The lawyer for Travis Vader, found guilty of second-degree murder in the deaths of an Alberta couple Thursday, says he has filed notice he will appeal his client’s conviction.
Watch below: Travis Vader – full verdict delivered on camera in historic case
Brian Beresh says the appeal focuses on what he calls a major error in the ruling and is seeking to have Vader acquitted or a new trial ordered. The appeal also asks that if granted, a new trial be by judge and jury.
Beresh says Justice Denny Thomas relied on a section of the Criminal Code that has been declared unconstitutional and made other errors involving the interpretation of evidence.
Beresh says nothing will happen with the appeal until Vader is sentenced in Court of Queen’s Bench, which could run well into the fall.
Watch below: Global’s ongoing coverage of the case
Alberta Justice and Solicitor General spokesperson Dan Laville told Global News: “As the case is still before the court, including as it has been appealed, it would be inappropriate for the Crown to comment.
“At this time, the Crown is not planning additional public comment other than what will be available through any future court processes.”
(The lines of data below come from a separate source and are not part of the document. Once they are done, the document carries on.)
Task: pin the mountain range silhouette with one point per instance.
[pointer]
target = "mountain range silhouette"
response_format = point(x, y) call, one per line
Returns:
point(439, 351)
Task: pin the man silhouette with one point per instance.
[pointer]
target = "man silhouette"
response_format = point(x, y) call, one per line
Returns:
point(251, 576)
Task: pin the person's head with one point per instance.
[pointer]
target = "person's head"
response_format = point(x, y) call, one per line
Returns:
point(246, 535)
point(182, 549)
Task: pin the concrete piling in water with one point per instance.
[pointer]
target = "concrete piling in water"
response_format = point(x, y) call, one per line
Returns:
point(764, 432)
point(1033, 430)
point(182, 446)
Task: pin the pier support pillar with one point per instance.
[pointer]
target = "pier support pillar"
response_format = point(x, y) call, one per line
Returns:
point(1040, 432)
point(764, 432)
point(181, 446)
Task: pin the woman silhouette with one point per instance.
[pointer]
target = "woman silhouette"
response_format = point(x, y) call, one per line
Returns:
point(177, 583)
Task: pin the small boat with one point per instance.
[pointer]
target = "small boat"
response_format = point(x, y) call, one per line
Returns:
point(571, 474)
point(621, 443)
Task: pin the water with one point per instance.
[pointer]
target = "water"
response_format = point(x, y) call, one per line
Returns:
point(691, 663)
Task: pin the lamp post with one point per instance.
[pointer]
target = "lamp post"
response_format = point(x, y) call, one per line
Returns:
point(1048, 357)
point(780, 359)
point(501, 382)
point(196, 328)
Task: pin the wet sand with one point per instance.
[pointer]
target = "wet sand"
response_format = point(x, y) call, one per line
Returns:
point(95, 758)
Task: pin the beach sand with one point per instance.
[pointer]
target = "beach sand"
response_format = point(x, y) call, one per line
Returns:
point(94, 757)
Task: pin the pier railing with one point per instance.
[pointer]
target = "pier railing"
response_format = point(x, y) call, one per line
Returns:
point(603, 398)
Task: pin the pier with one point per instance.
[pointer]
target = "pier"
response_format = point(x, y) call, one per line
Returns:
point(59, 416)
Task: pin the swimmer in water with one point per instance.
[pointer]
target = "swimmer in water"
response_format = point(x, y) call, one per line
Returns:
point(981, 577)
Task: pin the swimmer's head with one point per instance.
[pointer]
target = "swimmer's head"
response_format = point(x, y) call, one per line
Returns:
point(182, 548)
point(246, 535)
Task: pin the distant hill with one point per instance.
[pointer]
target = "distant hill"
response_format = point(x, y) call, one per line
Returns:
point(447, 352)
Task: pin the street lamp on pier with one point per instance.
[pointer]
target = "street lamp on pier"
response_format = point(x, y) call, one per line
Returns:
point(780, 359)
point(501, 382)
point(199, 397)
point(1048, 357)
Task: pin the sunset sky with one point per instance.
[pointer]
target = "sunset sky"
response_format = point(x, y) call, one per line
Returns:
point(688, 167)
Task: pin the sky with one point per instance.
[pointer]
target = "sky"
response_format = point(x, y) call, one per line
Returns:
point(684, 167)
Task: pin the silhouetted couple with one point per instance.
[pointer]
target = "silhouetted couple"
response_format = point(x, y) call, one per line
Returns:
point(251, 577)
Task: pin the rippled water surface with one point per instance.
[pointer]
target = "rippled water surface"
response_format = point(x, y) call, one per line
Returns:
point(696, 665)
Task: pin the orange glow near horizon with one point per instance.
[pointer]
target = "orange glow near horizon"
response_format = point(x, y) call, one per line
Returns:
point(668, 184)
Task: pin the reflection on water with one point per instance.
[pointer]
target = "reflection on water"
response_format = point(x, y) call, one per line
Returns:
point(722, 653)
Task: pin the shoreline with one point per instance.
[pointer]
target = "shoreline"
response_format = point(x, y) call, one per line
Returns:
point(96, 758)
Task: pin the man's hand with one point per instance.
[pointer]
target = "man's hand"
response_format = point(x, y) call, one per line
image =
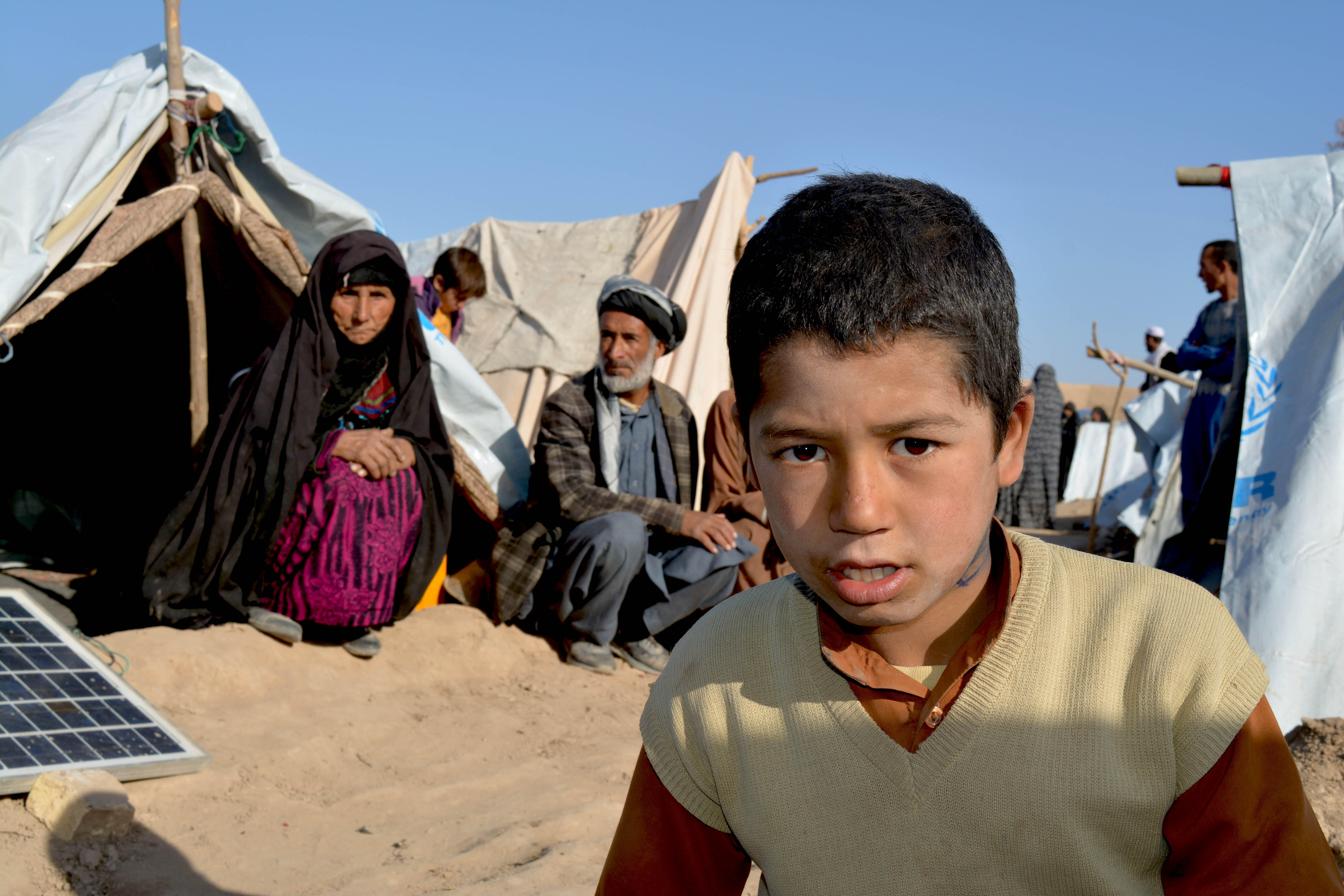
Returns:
point(712, 530)
point(374, 453)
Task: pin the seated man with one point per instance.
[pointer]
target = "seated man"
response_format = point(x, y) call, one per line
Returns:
point(614, 481)
point(458, 279)
point(729, 491)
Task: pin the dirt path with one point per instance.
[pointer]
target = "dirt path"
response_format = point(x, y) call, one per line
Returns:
point(464, 760)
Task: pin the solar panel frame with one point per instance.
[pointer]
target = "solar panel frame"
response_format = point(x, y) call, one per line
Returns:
point(62, 707)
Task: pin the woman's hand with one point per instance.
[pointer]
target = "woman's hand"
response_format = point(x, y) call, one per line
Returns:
point(374, 453)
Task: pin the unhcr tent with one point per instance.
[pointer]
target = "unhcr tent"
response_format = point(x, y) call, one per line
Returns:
point(1286, 539)
point(537, 324)
point(95, 322)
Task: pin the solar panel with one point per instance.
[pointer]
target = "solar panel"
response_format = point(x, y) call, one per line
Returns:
point(62, 709)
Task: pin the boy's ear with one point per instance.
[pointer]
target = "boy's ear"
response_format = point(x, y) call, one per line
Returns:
point(737, 421)
point(1014, 450)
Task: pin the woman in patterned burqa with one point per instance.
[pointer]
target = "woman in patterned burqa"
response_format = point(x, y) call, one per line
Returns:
point(323, 508)
point(1030, 502)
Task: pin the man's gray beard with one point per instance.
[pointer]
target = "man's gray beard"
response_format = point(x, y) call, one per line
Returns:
point(636, 381)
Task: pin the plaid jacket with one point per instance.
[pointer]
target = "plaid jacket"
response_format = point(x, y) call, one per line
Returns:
point(568, 487)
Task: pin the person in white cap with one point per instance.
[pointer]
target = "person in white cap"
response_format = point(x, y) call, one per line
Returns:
point(1155, 338)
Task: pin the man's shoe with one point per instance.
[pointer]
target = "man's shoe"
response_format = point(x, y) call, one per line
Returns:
point(275, 625)
point(595, 657)
point(365, 647)
point(646, 656)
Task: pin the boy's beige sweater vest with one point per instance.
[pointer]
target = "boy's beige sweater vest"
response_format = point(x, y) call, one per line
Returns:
point(1111, 691)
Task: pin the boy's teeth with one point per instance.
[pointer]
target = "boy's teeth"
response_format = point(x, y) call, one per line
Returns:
point(869, 575)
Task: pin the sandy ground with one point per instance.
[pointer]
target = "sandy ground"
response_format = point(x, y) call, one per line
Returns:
point(1318, 746)
point(466, 758)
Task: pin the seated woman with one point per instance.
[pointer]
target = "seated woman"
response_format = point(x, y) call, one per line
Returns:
point(326, 496)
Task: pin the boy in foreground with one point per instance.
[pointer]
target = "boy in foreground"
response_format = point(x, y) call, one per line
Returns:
point(933, 704)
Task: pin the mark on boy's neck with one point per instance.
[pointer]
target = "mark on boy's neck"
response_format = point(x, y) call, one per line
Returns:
point(978, 563)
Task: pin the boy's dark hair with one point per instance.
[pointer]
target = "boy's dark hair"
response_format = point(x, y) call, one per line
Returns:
point(1224, 250)
point(857, 260)
point(462, 269)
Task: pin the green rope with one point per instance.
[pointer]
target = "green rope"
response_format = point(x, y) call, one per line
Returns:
point(210, 131)
point(126, 663)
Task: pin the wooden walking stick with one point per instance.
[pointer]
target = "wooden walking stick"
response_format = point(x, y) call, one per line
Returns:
point(197, 347)
point(1123, 373)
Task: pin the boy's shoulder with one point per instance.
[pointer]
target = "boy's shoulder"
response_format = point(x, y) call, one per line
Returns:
point(748, 637)
point(1104, 589)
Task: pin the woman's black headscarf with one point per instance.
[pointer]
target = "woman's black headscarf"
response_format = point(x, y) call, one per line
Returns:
point(212, 550)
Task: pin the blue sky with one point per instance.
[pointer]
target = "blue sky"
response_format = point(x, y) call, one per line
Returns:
point(1062, 123)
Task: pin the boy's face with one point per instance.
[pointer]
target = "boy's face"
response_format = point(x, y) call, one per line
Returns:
point(878, 475)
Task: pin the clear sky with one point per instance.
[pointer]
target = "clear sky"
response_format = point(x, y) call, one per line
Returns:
point(1061, 123)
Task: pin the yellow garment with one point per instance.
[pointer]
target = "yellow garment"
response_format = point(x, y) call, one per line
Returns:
point(1111, 691)
point(443, 323)
point(928, 676)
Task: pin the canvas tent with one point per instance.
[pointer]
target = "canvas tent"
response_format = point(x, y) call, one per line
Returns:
point(537, 324)
point(95, 320)
point(1286, 539)
point(1144, 457)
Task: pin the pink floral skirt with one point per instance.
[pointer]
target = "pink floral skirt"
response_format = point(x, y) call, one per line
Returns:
point(341, 554)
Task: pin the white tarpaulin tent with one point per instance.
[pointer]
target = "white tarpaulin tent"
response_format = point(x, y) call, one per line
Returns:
point(1286, 539)
point(1143, 456)
point(537, 324)
point(85, 146)
point(65, 172)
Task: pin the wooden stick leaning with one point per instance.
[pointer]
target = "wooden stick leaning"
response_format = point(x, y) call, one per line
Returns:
point(1142, 366)
point(761, 179)
point(1105, 457)
point(197, 347)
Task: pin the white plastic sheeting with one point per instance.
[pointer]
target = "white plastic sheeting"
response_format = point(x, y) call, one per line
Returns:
point(1286, 539)
point(57, 159)
point(478, 420)
point(1126, 468)
point(537, 324)
point(53, 163)
point(1142, 456)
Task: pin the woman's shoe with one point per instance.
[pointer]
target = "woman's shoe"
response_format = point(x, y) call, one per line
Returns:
point(275, 625)
point(365, 647)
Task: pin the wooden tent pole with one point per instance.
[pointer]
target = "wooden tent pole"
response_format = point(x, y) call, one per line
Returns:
point(1143, 366)
point(1105, 456)
point(197, 349)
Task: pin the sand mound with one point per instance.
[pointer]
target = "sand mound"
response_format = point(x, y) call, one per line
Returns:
point(464, 758)
point(1318, 746)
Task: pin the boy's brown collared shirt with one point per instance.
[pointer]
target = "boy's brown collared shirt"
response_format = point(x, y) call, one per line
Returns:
point(904, 709)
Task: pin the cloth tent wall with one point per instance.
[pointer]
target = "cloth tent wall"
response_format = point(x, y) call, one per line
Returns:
point(1286, 538)
point(1143, 449)
point(1089, 396)
point(537, 324)
point(106, 452)
point(53, 164)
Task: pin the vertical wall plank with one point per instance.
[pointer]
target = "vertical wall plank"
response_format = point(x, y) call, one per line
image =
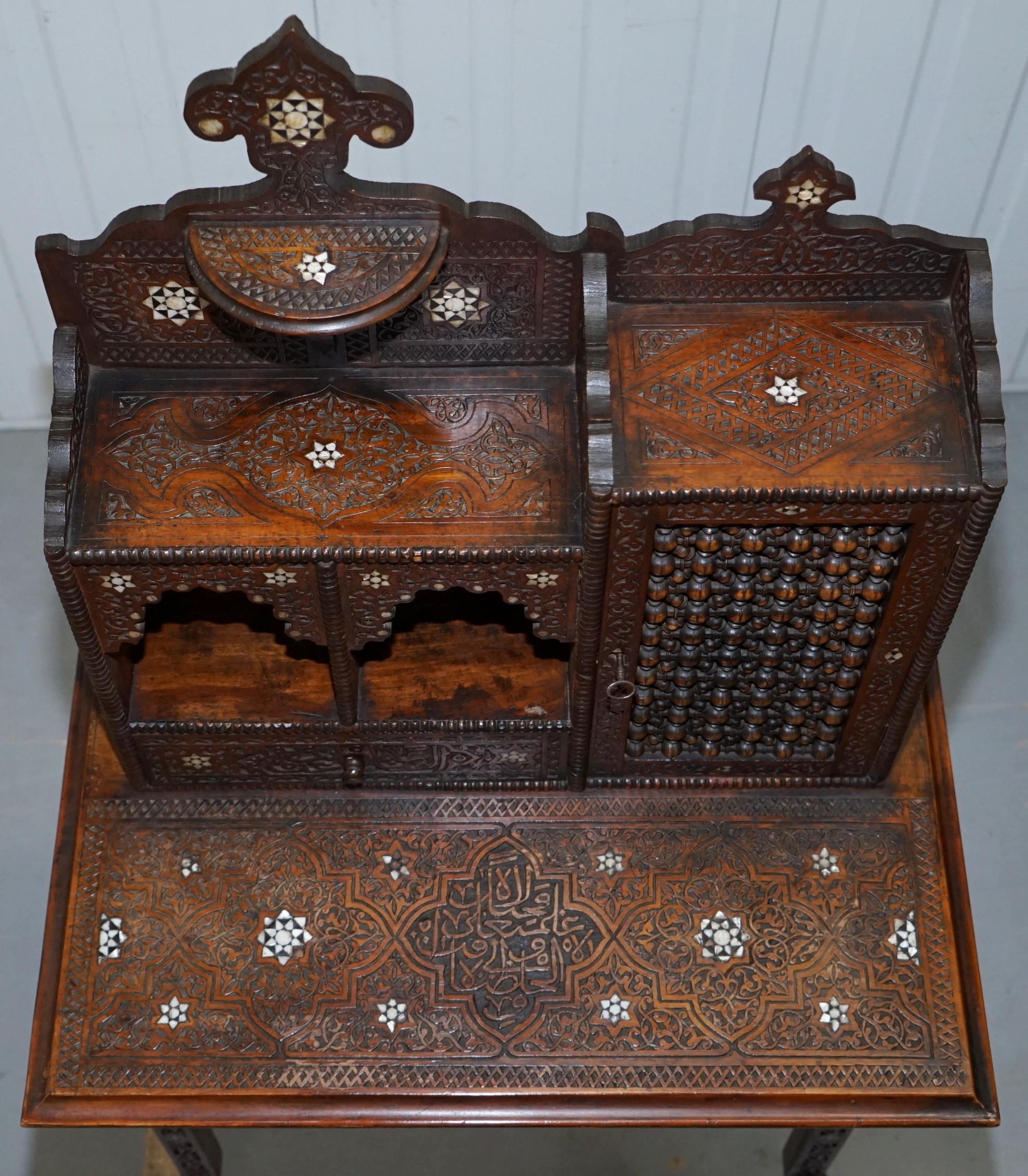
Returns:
point(646, 112)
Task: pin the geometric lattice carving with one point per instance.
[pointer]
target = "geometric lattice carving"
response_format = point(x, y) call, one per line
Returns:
point(754, 638)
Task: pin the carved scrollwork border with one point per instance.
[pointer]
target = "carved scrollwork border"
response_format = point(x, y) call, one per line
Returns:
point(375, 592)
point(121, 595)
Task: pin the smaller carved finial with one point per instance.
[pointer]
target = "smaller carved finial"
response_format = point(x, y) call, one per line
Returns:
point(807, 184)
point(292, 99)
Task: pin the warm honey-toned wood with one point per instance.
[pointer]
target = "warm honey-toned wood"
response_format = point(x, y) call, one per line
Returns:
point(459, 657)
point(545, 1044)
point(506, 653)
point(742, 466)
point(228, 670)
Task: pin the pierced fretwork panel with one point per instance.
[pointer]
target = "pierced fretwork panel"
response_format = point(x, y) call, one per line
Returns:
point(754, 638)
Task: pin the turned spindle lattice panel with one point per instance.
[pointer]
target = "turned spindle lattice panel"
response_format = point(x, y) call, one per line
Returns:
point(754, 638)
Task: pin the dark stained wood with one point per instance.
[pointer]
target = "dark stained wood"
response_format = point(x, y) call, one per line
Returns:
point(304, 1044)
point(328, 397)
point(811, 1153)
point(208, 664)
point(612, 571)
point(453, 654)
point(193, 1152)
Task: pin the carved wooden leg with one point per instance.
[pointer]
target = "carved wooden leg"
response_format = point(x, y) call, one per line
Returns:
point(809, 1153)
point(194, 1152)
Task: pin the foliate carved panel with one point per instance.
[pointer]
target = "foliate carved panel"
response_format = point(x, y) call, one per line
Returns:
point(328, 456)
point(754, 638)
point(524, 312)
point(933, 540)
point(794, 258)
point(234, 760)
point(121, 595)
point(546, 591)
point(448, 950)
point(312, 270)
point(781, 390)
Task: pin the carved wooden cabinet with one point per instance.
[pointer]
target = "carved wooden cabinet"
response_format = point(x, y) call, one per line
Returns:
point(354, 486)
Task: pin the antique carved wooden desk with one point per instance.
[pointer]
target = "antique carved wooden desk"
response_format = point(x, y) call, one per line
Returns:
point(504, 656)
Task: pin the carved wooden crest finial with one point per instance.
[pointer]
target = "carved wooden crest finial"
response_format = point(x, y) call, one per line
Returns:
point(806, 184)
point(298, 104)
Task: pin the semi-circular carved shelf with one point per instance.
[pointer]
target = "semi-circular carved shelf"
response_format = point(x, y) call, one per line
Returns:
point(309, 278)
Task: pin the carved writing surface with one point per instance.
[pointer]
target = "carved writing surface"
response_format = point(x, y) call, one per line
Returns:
point(504, 946)
point(754, 638)
point(328, 458)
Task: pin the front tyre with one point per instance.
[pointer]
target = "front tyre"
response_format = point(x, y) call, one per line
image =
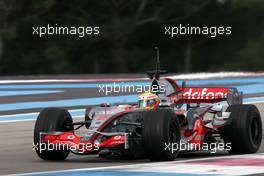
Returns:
point(161, 131)
point(245, 132)
point(52, 119)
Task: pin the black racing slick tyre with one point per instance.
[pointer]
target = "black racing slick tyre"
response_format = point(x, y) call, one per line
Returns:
point(161, 134)
point(52, 119)
point(244, 134)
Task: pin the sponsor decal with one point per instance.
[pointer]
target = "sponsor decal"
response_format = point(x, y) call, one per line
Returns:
point(205, 93)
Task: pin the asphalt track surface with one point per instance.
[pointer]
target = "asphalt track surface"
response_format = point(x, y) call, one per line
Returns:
point(17, 156)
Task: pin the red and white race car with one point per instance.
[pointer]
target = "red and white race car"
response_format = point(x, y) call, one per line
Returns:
point(184, 115)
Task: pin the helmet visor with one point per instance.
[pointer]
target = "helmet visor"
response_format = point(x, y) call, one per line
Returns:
point(146, 103)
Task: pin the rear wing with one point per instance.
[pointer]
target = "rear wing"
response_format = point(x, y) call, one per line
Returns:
point(212, 95)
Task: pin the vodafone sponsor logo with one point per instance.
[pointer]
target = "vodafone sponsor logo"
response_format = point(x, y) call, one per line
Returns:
point(205, 93)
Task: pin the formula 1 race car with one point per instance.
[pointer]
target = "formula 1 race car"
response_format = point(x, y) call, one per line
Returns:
point(154, 129)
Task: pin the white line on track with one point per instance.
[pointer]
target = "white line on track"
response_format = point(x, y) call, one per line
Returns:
point(171, 164)
point(202, 75)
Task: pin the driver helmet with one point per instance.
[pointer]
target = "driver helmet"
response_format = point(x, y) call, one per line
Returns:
point(148, 100)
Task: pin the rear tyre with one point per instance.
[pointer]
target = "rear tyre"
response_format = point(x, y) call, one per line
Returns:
point(245, 132)
point(161, 131)
point(52, 119)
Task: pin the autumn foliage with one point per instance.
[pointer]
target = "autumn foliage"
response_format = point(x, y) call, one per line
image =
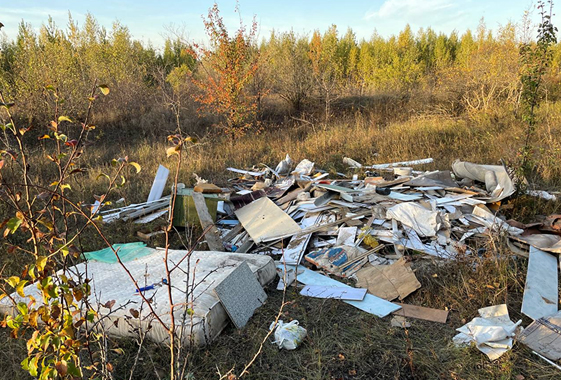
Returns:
point(225, 70)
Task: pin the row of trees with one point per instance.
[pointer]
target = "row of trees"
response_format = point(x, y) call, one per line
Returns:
point(473, 71)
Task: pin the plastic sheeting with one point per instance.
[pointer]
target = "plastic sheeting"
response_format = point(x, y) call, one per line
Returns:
point(492, 333)
point(126, 252)
point(425, 222)
point(496, 178)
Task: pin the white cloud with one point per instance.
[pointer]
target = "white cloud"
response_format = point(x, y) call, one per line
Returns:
point(411, 9)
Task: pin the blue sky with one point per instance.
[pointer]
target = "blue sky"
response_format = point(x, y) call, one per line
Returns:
point(150, 20)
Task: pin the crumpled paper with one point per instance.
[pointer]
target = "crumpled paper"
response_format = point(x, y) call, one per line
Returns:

Asad Kiyani, an assistant professor of International and Criminal Law at Western University, said what comes next in this case is “uncharted territory.”
“I think there are some outcomes that are more likely than others but I wouldn’t bet on any of them.”
Kiyani said the verdict could be changed to manslaughter, but only if there are no other errors in the judgement.
“Or that they never get to the court of appeal potentially because the judge comes back and says I’ve made a serious error here,” Kiyani said. “He himself declares a mistrial or orders a new trial.”
However, he said there is a chance the court of appeal might decide a new trial is not necessary because the foundation for the lesser verdict of manslaughter is already there.
He describes the case as “an extraordinary situation” with an uncertain outcome.
“This is an exceptional error in an exceptional case,” Kiyani said.
“I think it’s perhaps a bit unfair to pile on to Justice Thomas in this sense because parliament hasn’t taken up its responsibilities to amend the code and it just does happen even with people who deal with the criminal law regularly.”